CHARLES E. APPLEBY, as Surviving Trustee of the Ogden Land Company, Plff. in Err., v. CITY OF BUFFALO.
221 U.S. 524 (31 S.Ct. 699, 55 L.Ed. 838)
CHARLES E. APPLEBY, as Surviving Trustee of the Ogden Land Company, Plff. in Err., v. CITY OF BUFFALO.
Argued: April 26 and 27, 1911.
Decided: May 29, 1911.
- opinion, Day [HTML]
Messrs. O. O. Cottle and Edmund P. Cottle for plaintiff in error.
Messrs. Clark H. Hammond and George E. Pierce for defendant in error.
Mr. Justice Day delivered the opinion of the court:
This case originated in a proceeding begun by the city of Buffalo to appropriate the lands of the plaintiff in error under the waters of the Buffalo river, between the Buffalo Creek Indian Reservation line, at or near the crossing of Hamburg street, and the easterly city line of the city of Buffalo. These lands are said to lie under the waters for about 7 miles in the circuitous winding of the river, and to embrace about 141 acres.
Application was made to the supreme court of the state of New York, at Buffalo, for the appointment of commissioners to ascertain the compensation to be made the owner for the lands described.
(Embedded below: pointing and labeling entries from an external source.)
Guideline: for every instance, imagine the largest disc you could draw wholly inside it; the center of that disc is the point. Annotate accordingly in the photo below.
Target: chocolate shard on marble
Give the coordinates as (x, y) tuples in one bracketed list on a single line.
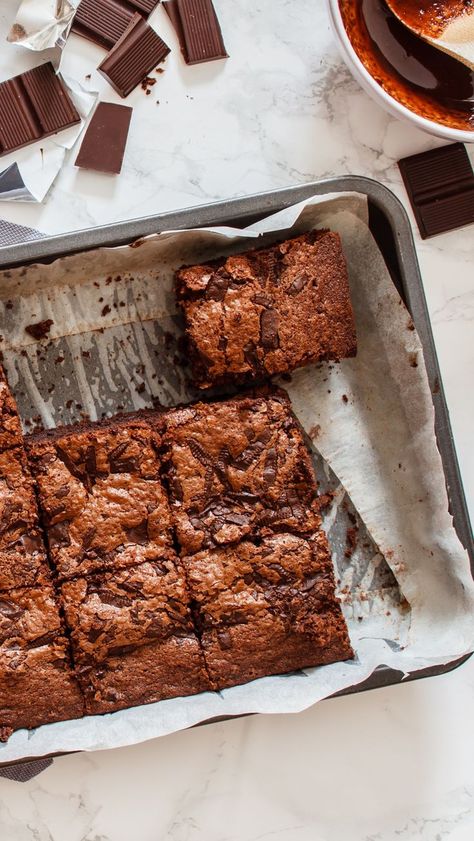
[(105, 21), (137, 52), (34, 105), (440, 186), (105, 140), (198, 30)]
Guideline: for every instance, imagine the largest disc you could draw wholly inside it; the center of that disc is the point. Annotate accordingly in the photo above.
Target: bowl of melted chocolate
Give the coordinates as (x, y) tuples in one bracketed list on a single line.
[(410, 77)]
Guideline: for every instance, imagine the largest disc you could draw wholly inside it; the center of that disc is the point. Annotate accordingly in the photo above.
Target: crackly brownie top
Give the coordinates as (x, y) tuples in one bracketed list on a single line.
[(112, 613), (10, 426), (268, 311), (18, 512), (285, 575), (29, 618), (236, 468), (101, 495)]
The plaintiff in error appeared, and three commissioners were appointed to ascertain the just compensation to be awarded to the owner. The commissioners were duly sworn, viewed the premises, and heard a considerable amount of testimony, both for the city and the plaintiff in error, and made a report awarding compensation for the lands taken in the sum of 6 cents. The plaintiff in error excepted to the award, but the same was confirmed in the supreme court of New York. Plaintiff in error moved to set aside the order confirming the report, which was done, and thereupon a new order of confirmation was entered, setting out the proceedings in greater detail.
From the order of the supreme court confirming the report of the commissioners appeal was taken by the plaintiff in error to the appellate division of the supreme court of New York, and that court held that the only question presented by the appeal was the adequacy of the award, and reached the conclusion that the evidence showed conclusively that the property was valuable; that while the exact value was difficult to determine, the evidence established that it was more than nominal. 116 App. Div. 555, 101 N. Y. Supp. 966.
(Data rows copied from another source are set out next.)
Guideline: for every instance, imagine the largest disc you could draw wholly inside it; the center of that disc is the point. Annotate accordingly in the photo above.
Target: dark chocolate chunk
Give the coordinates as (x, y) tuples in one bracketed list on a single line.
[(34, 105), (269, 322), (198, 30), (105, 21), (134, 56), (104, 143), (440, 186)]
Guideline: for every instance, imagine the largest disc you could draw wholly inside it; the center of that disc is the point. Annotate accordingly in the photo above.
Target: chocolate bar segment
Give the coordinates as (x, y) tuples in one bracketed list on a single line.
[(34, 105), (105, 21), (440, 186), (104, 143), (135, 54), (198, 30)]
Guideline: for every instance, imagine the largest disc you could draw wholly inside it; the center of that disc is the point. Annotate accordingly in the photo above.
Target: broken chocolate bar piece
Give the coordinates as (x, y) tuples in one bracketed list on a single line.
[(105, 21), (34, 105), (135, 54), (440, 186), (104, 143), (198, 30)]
The appellate division reversed the order of the supreme court, and adjudged that new commissioners should be appointed, at special term, to determine the compensation to be paid the owners of the premises in question.
The appellate division granted leave to the city to appeal to the court of appeals of the state of New York, and certified to that court four questions for review, as follows:
'1. Is Charles E. Appleby, as surviving trustee of the Ogden Land Company, under the facts in this proceeding, entitled to an award of more than 6 cents damages, on the city of Buffalo acquiring the fee to the lands under the waters of the Buffalo river in eminent domain proceedings, taken pursuant to its revised city charter, for the purposes of a public highway?
'2. Were the appraisal commissioners authorized and empowered, under the facts in this proceeding, to fix the actual damages of Charles E. Appleby, as surviving trustee of the Ogden Land Company, on the city of Buffalo acquiring the fee to the lands under the waters of the Buffalo river, at 6 cents, and to award said sum as and for the just compensation to be made to said Charles E. Appleby, as surviving trustee of the Ogden Land Company?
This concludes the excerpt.